ISOCPP std-proposals List: Re: [std-proposals] charN_t (was: TBAA and extended floating-point types)

From: Jason McKesson <jmckesson_at_[hidden]>
Date: Tue, 2 Sep 2025 17:10:13 -0400

On Tue, Sep 2, 2025 at 4:59 PM zxuiji <gb2985_at_[hidden]> wrote:
>
> On Mon, 1 Sept 2025 at 21:20, Jason McKesson via Std-Proposals <std-proposals_at_[hidden]> wrote:
>>
>> On Mon, Sep 1, 2025 at 3:59 PM zxuiji <gb2985_at_[hidden]> wrote:
>> >
>> > On Mon, 1 Sept 2025 at 14:37, Jason McKesson via Std-Proposals <std-proposals_at_[hidden]> wrote:
>> >>
>> >> On Mon, Sep 1, 2025 at 3:02 AM zxuiji <gb2985_at_[hidden]> wrote:
>> >> >
>> >> > Oh but contrare, such an API SHOULD be standardised. How do you think iconv(), WideCharToMuliByte() and MultiBytToWideCharf exist? By ignoring assumptions in the data types. They're explicitly stating (with the void* pointer parts) they they give no s**ts about assumed encodings associated with whatever type is being used for the strings passed in.
>> >>
>> >> That's because they're made in a language which has no function
>> >> overloading. They *cannot* care about the type.
>> >>
>> >> C++ has overloading; taking advantage of that is the whole point of
>> >> having UTF-based character types. Unless a function is being given a
>> >> non-constant expression parameter that defines the encoding of the
>> >> input or output, there is no reason to use a `void*`.
>> >>
>> >> > It is in such cases that the "API that ignores assumptions" is standardised, at least within there own ecosystem. Frankly I would like a standard variant of that combines the best parts of both APIs. something like:
>> >> >
>> >> > /// @brief get codepage
>> >> > long getstrcp( char const *name );
>> >> > /** @brief try to convert from source codepage (scp) to destination codepage (dcp)

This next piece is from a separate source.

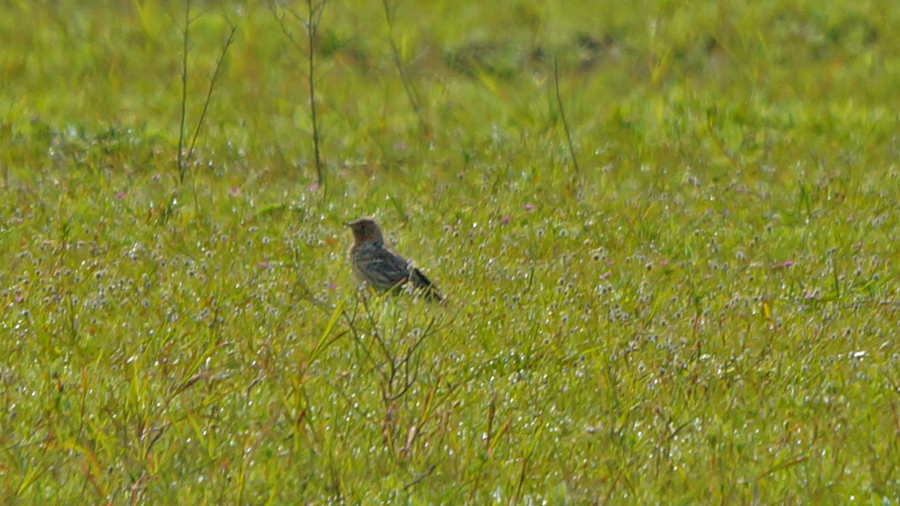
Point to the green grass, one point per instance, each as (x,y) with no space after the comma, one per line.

>> >> > @return If dst is NULL or cap < 1 then the size of the allocation needed for dst to be completely converted (including final \0),
>> >> > otherwise returns the number of characters converted, not including the \0 character appended at the end
>> >> > **/
>> >> > long strconv( long dcp, void *dst, long cap, long scp, void const *src, long end );
>> >> >
>> >> > along with some optional inlines like these to make it easier to use when said types are used:
>> >> >
>> >> > inline utfconv8to16( char16_t *dst, long max, char8_t const *src, long len )
>> >> > { return strconv( 1200, dst, max * sizeof(char16_t), 65001, src, len * sizeof(char8_t) ); }
>> >> > inline utfconv8to32( .char32_t *dst, ... )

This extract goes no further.